First, news about a funding opportunity:

  • Laurent Cesalli has received a major grant from the Swiss National Science Foundation for a four-year project on forms of realism in the medieval tradition as compared to the Austrian-German tradition. He has funds for two postdocs and a doctoral student. The project requires scholarly background in both the medieval and later German tradition, and so language skills in both Latin and German. The project starts in April 2019, and interested parties should contact Laurent directly.

Next, a graduate seminar this spring:

  • The Newberry Library (Chicago) is offering a 10-week graduate seminar this spring on Boethius’s Consolation of Philosophy and its reception, taught by Ian Cornelius (Loyola Chicago). For students at a great many American universities, there looks to be some funding to support attendance. The application deadline is TOMORROW (November 12, 2018). Seminar dates are January 11 – March 15, 2019.

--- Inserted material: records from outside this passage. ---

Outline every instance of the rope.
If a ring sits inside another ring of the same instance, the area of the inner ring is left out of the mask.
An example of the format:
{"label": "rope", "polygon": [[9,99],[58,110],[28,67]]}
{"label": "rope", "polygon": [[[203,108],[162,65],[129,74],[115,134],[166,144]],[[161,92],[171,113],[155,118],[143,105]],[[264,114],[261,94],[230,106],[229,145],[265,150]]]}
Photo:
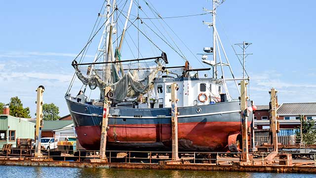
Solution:
{"label": "rope", "polygon": [[175,19],[178,18],[184,18],[184,17],[193,17],[193,16],[198,16],[199,15],[204,15],[206,14],[210,14],[210,12],[208,13],[203,13],[202,14],[193,14],[193,15],[182,15],[179,16],[172,16],[172,17],[153,17],[153,18],[142,18],[142,19]]}

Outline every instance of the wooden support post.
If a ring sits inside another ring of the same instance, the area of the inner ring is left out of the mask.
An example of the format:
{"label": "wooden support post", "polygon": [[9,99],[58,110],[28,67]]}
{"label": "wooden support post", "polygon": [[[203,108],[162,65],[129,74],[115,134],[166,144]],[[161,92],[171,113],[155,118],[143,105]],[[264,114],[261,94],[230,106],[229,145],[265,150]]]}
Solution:
{"label": "wooden support post", "polygon": [[110,101],[107,97],[107,94],[111,90],[110,87],[105,87],[104,90],[104,103],[103,104],[103,115],[102,117],[102,126],[101,132],[101,143],[100,144],[100,158],[106,159],[106,148],[107,146],[107,135],[109,124],[109,114],[110,112]]}
{"label": "wooden support post", "polygon": [[270,133],[271,138],[272,140],[272,145],[273,145],[273,151],[277,153],[278,151],[277,147],[277,132],[278,131],[277,120],[276,119],[276,106],[277,105],[277,96],[276,92],[277,91],[276,89],[272,88],[269,93],[270,93],[271,108],[270,108]]}
{"label": "wooden support post", "polygon": [[248,148],[248,111],[247,111],[247,87],[248,84],[244,80],[240,81],[240,109],[241,110],[241,137],[242,139],[242,154],[241,161],[249,162]]}
{"label": "wooden support post", "polygon": [[178,151],[178,107],[177,89],[175,83],[171,84],[171,140],[172,142],[172,160],[179,160]]}
{"label": "wooden support post", "polygon": [[35,128],[35,157],[42,156],[40,153],[41,126],[43,119],[43,92],[45,88],[40,86],[36,89],[37,98],[36,100],[36,124]]}

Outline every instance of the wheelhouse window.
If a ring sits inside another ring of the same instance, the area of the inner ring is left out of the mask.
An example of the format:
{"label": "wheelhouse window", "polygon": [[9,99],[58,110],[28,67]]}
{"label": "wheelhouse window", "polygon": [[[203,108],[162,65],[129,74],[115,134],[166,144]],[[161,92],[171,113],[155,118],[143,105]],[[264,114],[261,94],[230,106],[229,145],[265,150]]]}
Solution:
{"label": "wheelhouse window", "polygon": [[0,130],[0,141],[6,141],[6,130]]}
{"label": "wheelhouse window", "polygon": [[268,116],[262,116],[261,117],[262,120],[268,120]]}
{"label": "wheelhouse window", "polygon": [[162,93],[162,86],[161,85],[158,85],[157,86],[157,90],[158,91],[158,93]]}
{"label": "wheelhouse window", "polygon": [[168,93],[171,92],[171,86],[170,85],[166,86],[166,91]]}
{"label": "wheelhouse window", "polygon": [[206,84],[199,84],[199,91],[202,92],[206,91]]}
{"label": "wheelhouse window", "polygon": [[9,141],[15,141],[15,130],[9,130]]}

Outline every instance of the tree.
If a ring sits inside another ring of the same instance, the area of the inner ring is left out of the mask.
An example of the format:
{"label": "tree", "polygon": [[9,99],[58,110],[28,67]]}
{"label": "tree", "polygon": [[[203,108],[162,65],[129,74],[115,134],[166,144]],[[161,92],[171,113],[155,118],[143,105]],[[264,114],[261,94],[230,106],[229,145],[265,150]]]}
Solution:
{"label": "tree", "polygon": [[44,120],[57,120],[60,117],[59,108],[54,103],[44,104],[43,105],[43,119]]}
{"label": "tree", "polygon": [[[302,119],[302,133],[303,142],[305,144],[311,145],[316,144],[316,130],[314,128],[315,121],[314,119]],[[296,142],[301,141],[301,127],[298,127],[298,130],[295,132]]]}
{"label": "tree", "polygon": [[30,108],[23,108],[21,100],[17,96],[12,97],[10,99],[9,103],[10,115],[19,118],[31,118]]}
{"label": "tree", "polygon": [[3,106],[4,106],[4,103],[0,102],[0,115],[3,114]]}

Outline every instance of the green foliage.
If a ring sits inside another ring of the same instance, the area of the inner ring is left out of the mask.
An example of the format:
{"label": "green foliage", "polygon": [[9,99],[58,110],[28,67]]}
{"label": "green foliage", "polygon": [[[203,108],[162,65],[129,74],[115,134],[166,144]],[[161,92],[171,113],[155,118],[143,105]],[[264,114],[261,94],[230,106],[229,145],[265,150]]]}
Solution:
{"label": "green foliage", "polygon": [[0,102],[0,115],[3,114],[3,106],[4,106],[4,103]]}
{"label": "green foliage", "polygon": [[[311,145],[316,144],[316,129],[314,128],[315,126],[315,121],[314,119],[302,119],[302,133],[303,133],[303,142],[305,144]],[[298,130],[295,133],[296,135],[296,142],[301,141],[301,127],[299,127]]]}
{"label": "green foliage", "polygon": [[54,103],[44,104],[43,105],[43,119],[46,120],[57,120],[60,117],[59,108]]}
{"label": "green foliage", "polygon": [[23,104],[17,96],[12,97],[10,99],[9,107],[10,115],[16,117],[31,118],[30,108],[28,107],[23,108]]}

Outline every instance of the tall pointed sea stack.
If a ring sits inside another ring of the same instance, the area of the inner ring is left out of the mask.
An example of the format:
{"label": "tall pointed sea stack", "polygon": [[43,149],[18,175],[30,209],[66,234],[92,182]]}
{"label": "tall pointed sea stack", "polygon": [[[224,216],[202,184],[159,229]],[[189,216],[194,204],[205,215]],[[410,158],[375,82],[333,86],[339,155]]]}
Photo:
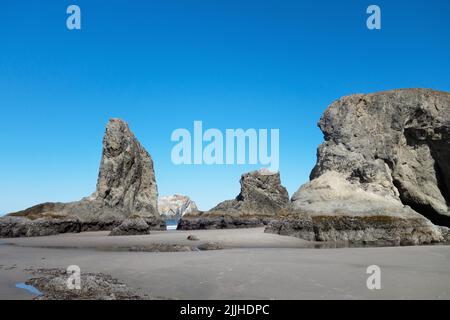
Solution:
{"label": "tall pointed sea stack", "polygon": [[164,229],[158,213],[153,160],[126,122],[111,119],[103,138],[96,191],[70,203],[43,203],[0,219],[0,236],[48,235],[110,230],[140,217],[151,229]]}

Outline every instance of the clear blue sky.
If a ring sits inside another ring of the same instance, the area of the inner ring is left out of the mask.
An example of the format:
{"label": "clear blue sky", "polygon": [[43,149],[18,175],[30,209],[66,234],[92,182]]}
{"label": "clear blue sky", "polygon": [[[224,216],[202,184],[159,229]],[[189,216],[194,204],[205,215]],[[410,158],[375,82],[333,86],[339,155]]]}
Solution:
{"label": "clear blue sky", "polygon": [[[66,28],[70,4],[81,31]],[[366,28],[370,4],[381,31]],[[292,195],[333,100],[450,91],[448,0],[3,0],[0,41],[0,213],[94,191],[110,117],[153,156],[161,195],[208,209],[259,166],[175,166],[176,128],[279,128]]]}

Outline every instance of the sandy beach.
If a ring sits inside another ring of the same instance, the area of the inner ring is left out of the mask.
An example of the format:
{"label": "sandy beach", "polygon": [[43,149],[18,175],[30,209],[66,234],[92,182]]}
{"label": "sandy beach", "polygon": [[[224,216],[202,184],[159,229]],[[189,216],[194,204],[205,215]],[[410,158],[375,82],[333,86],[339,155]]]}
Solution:
{"label": "sandy beach", "polygon": [[[199,241],[189,241],[195,234]],[[221,250],[150,252],[155,245]],[[147,248],[148,251],[134,248]],[[450,247],[314,248],[262,228],[161,231],[108,237],[107,232],[0,241],[0,299],[33,299],[16,288],[30,268],[111,275],[136,293],[165,299],[449,299]],[[367,289],[370,265],[382,289]]]}

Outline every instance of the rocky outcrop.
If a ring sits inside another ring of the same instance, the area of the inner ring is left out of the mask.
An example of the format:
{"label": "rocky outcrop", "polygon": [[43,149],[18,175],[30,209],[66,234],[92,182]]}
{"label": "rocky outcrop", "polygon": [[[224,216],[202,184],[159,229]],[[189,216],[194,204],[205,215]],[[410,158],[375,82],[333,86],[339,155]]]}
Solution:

Finally, various conferences:

  • This coming week, there’s a conference in Bonn on Peter Thomae’s De ente (Universität Bonn, November 16-17, 2018).
  • Journées thomistes 2018 takes place in a few weeks, on the topic Le corps humain selon Thomas d’Aquin : nature et destinée (Paris, Nov. 30-Dec. 1, 2018).
  • Marleen Rozemond and Brian Embry are organizing a conference this spring on Varieties of Unity in Early Modern Philosophy. This is relevant on this blog because the call expressly invites contributions on late-scholastic authors (Groningen, April 12-13, 2019). Cfp deadline is January 10, 2019.
  • Jamal Rachak (Univ. Cadi Ayyad, Marrakesh) is organizing a symposium this coming April on Philosophy in the Islamic West (Marrakesh, April 25-26, 2019). The call for papers deadline is November 30, 2018. Details here.
  • Peter Hartman and Kristen Irwin are organizing a conference, Francisco Suárez: Predecessors and Successors, for the spring (Loyola Univ. Chicago, April 26-27, 2019). Note that some funding is available for would-be participants. Application deadline December 31, 2018.
  • The International Medieval Society Paris is holding an interdisciplinary conference on Time next summer (Paris, July 8-10, 2019). Cfp deadline is November 30, 2018.